Evaluate $$\sum_{n=1}^{\infty}\frac{n}{3^n-1}.$$
Solution(Partial):
$|x|<1$
$$\sum_{n=1}^{\infty}\frac{nx^{n-1}}{3^n-1}=\frac{d}{dt}\sum_{n=1}^{\infty}\frac{t^n}{3^n-1}\big{|}_{t=x}$$
$$\sum_{n=1}^{\infty}\frac{t^n}{3^n-1}=\sum_{n=1}^{\infty} t^n\sum_{k=1}^{\infty}\frac{1}{3^{kn}}=\\ \sum_{n=1}^{\infty}\sum_{k=1}^{\infty}\frac{t^n}{3^{kn}}=\sum_{k=1}^{\infty}\frac{\frac{t}{3^k}}{1-\frac{t}{3^k}}=\sum_{k=1}^{\infty}\frac{t}{3^k-t}$$
$$\frac{d}{dt}\sum_{k=1}^{\infty}\frac{t}{3^k-t}\big{|}_{t=x}=\sum_{k=1}^{\infty}\frac{1}{3^k-x}+\frac{x}{(3^k-x)^2}$$
as $x\to 1-$
$$\sum_{n=1}^{\infty}\frac{n}{3^n-1}=\sum_{k=1}^{\infty}\frac{1}{3^k-1}+\frac{1}{(3^k-1)^2}=\sum_{k=1}^{\infty}\frac{1}{3^k-1}+\sum_{k=1}^{\infty}\frac{1}{(3^k-1)^2}$$
$$\Rightarrow \sum_{n=1}^{\infty}\frac{n-1}{3^n-1}=\sum_{k=1}^{\infty}\frac{1}{(3^k-1)^2}$$
But $\frac{n-1}{3^n-1}>\frac{1}{(3^n-1)^2}$ for all $n\geq 2$
Next part of the solution after the answer of Professor Vector:
$$\sum_{k=1}^{\infty}\frac{1}{3^k-1}+\frac{1}{(3^k-1)^2}=\sum_{k=1}^{\infty} \frac{3^k}{(3^k-1)^2}=\sum_{k=1}^{\infty} \frac{1}{3^k-2+\frac{1}{3^k}}=\sum_{k=1}^{\infty} \frac{1}{(3^{k/2}-3^{-k/2})^2}\\=\frac{1}{4}\sum_{k=1}^{\infty} \frac{1}{\big{(}\frac{e^{\frac{\log 3}{2}k}-e^{-\frac{\log 3}{2}k}}{2}\big{)}^2}=\sum_{k=1}^{\infty}\frac{1}{4\sinh^2\big{(}\frac{\log 3}{2}k\big{)}}$$
I can not go more further after the last expression.
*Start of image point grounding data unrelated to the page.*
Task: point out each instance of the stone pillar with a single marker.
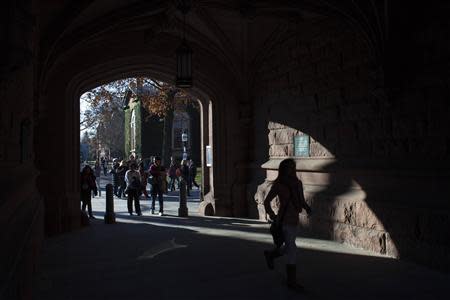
(182, 210)
(110, 216)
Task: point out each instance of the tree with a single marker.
(105, 110)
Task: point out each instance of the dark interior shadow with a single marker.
(142, 261)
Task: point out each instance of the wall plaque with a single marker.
(301, 145)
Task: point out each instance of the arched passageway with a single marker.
(365, 82)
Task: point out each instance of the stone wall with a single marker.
(21, 205)
(371, 148)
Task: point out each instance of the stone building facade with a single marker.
(367, 81)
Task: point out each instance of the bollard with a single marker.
(110, 216)
(182, 210)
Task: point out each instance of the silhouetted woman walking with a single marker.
(289, 190)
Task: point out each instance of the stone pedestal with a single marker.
(110, 216)
(182, 210)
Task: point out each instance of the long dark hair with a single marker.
(284, 171)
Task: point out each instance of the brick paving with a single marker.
(153, 257)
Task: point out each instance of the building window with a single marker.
(180, 125)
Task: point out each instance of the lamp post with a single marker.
(184, 139)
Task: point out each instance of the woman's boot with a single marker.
(270, 256)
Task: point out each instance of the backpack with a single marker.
(135, 184)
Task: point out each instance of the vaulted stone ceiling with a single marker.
(238, 33)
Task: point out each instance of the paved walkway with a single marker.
(152, 257)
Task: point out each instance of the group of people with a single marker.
(130, 178)
(287, 187)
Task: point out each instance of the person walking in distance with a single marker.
(98, 173)
(173, 175)
(121, 170)
(134, 187)
(158, 175)
(144, 176)
(88, 187)
(115, 176)
(185, 176)
(289, 190)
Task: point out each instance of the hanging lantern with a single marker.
(184, 66)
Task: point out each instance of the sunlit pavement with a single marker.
(153, 257)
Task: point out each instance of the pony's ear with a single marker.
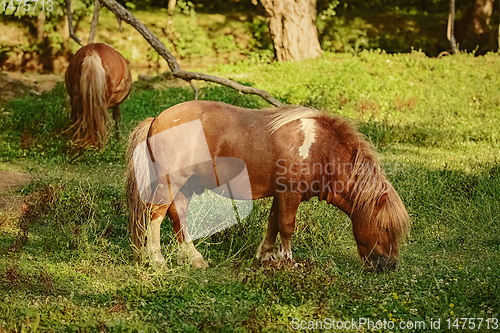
(381, 200)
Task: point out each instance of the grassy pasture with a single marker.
(435, 123)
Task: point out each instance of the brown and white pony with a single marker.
(97, 78)
(291, 153)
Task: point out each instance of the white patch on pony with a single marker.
(308, 128)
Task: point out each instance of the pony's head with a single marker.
(378, 215)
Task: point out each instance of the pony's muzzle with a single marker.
(379, 264)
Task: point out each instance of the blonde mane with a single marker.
(370, 184)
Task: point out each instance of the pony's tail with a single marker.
(92, 127)
(138, 211)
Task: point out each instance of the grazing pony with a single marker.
(97, 78)
(291, 153)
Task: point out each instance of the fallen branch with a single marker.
(95, 20)
(69, 13)
(177, 72)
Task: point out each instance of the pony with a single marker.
(97, 78)
(291, 153)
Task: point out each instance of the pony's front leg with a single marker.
(178, 211)
(153, 246)
(288, 203)
(265, 251)
(116, 118)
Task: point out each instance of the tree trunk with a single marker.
(451, 28)
(294, 34)
(475, 25)
(40, 25)
(177, 72)
(171, 7)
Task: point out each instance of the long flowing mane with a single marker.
(369, 182)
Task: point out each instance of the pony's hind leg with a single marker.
(153, 246)
(116, 118)
(288, 203)
(178, 211)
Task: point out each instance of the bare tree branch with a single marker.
(69, 13)
(194, 89)
(126, 16)
(95, 21)
(451, 28)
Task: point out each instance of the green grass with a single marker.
(436, 118)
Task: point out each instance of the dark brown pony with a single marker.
(290, 153)
(97, 78)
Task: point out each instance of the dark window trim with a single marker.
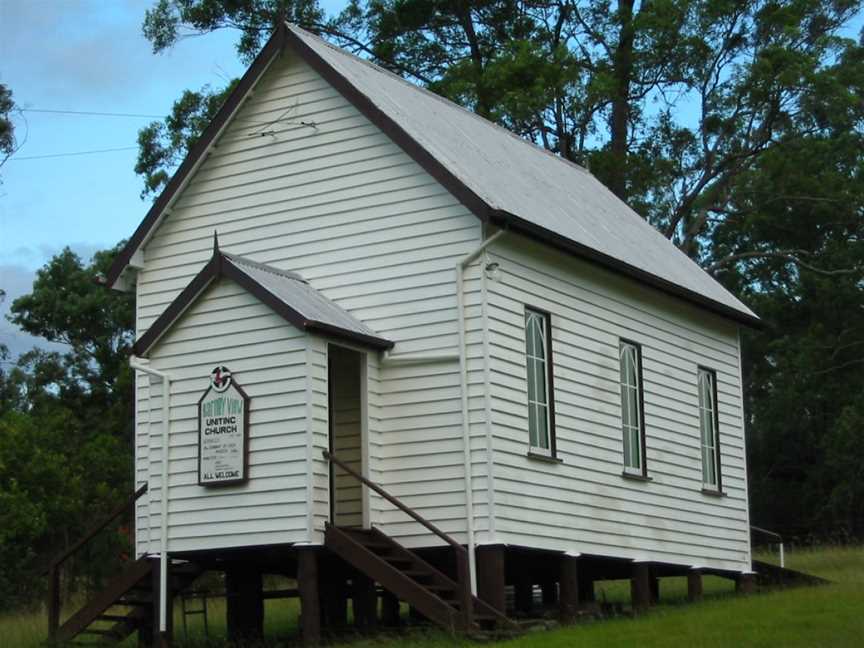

I do not have much experience about Hyperbolic Trigonometric series.
The main post is here. The main poster is inactive for 8 months, so I had to post it here. I could not do it 5 years ago. I could not do it now sadly!